Un gamin de moins de huit ans, au regard effronté, du genre à traîner dans la rue toute la journée, le regardait fixement.
— C’est un vrai, ton cran d’arrêt ? répéta le gamin sans aucune frousse ni timidité.
Daniel Lovichi n’aimait pas les enfants !
Mais était-ce une raison suffisante pour lui planter son couteau en travers de la gorge ?
18. Que l’herbe pousse et que les enfants meurent
17 h 44, bureau du commandant du Cuauhtémoc
Quand Olivier Levasseur se leva pour serrer la main du commandant et prendre congé, Maline respira.
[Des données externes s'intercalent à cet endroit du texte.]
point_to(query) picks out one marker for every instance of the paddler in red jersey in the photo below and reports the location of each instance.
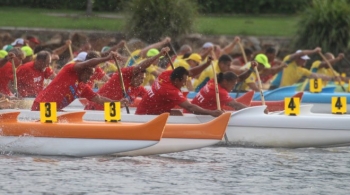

Elle avait des fourmis dans les jambes. Elle n’avait pas compris la moitié de la conversation, même si Olivier lui avait traduit l’essentiel. Cela l’avait énervée. En une heure, elle n’avait appris qu’une somme considérable de détails qu’elle avait notés consciencieusement et qui n’allaient lui servir à rien : date de naissance, prénom des frères et sœurs d’Aquilero, profession des parents, adresse… Elle percevait à peine mieux la personnalité du jeune Mexicain qu’il y a une heure : un fils de bonne famille qui s’était encanaillé à l’occasion de son séjour dans la marine. Un ego assez démesuré, en prime. Elle en savait juste assez pour rédiger un article sur la courte vie de ce jeune Mexicain, un article redondant et sans aspérités.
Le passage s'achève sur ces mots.